• Ed - Thank you very much for the feedback!

    I totally hear what you're saying and don't want to travel down the road that results in issues.

    Always On and a Separate Connection String for writes sounds like the way to go.

    Unfortunately, that involves going through hundreds of stored procedures and developing a strategy to deal with the ones with writes. Our c# app is only one default.aspx page that calls one main stored procedure. The one .aspx page and one main stored procedure services an application with over 500 forms, mostly maintenance forms, 500 tables, and another 1000 stored procedures driven by actions submitted from page links. In other words a user clicks on a link to view a customer's bill. The link includes an action and the parameters needed. The main procedure based on the action calls a chain of other procedures that produces the content to view the customer's bill. In this example several writes occur indicating mostly who viewed the bill, why, and when in addition to security and MIS related logging. It's actually one of the more robust and maintenance free applications I've worked on and the assumption was publisher with updateable subscriber was there when needed.
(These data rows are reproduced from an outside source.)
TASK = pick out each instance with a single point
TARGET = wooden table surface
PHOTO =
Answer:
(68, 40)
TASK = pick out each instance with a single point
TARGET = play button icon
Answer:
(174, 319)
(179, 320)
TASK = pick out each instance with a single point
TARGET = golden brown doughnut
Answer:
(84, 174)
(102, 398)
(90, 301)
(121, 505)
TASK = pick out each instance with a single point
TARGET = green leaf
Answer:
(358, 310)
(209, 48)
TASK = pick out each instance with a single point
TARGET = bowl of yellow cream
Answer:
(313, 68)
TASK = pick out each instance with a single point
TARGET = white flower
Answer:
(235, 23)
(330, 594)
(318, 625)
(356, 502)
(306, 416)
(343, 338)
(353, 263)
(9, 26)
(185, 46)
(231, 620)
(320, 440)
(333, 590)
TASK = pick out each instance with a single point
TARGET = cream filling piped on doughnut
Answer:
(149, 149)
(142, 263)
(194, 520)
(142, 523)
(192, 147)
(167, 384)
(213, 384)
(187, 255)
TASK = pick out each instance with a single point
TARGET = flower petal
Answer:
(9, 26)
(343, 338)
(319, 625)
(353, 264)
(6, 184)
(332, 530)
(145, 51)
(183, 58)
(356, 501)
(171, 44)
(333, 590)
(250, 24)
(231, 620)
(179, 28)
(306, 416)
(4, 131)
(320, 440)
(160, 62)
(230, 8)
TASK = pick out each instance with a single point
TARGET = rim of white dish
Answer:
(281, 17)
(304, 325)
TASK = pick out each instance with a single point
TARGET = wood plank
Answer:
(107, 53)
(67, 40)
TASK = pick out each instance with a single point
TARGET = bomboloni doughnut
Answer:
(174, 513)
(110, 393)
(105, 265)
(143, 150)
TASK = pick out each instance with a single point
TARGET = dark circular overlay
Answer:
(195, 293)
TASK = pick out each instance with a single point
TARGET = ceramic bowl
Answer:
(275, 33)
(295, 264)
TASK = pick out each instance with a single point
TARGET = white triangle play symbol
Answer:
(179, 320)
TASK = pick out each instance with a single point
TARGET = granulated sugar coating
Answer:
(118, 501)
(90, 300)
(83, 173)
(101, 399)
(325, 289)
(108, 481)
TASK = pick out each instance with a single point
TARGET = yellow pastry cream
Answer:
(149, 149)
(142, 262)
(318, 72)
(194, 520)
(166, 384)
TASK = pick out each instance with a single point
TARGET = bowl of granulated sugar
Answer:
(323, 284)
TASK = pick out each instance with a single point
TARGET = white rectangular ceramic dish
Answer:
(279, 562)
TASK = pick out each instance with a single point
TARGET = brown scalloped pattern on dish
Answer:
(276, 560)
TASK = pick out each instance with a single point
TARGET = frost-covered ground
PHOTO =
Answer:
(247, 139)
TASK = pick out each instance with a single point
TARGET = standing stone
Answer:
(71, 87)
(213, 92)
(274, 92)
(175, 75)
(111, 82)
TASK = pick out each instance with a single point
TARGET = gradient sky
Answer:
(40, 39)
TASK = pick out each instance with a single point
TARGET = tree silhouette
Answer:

    The only thing that comes to mind is every action needs to be replicated in .net with a call for the views and a second call for the writes. It's easy to strip logging out of the stored procedures but it's months of work and testing to deal with everything else. It involves tearing the stored procedures apart, creating new ones for the writes and adding the calls to .net.

    The other option that comes to mind is adding a linked server to each subscriber back to the main node but I'm not sure about the performance hit. Changing the stored procedures to accommodate the linked server would be less work and represent a lower rate of coding errors but I don't know.

    If you have a moment and want to share any thoughts please let me know. Thanks again for the feedback.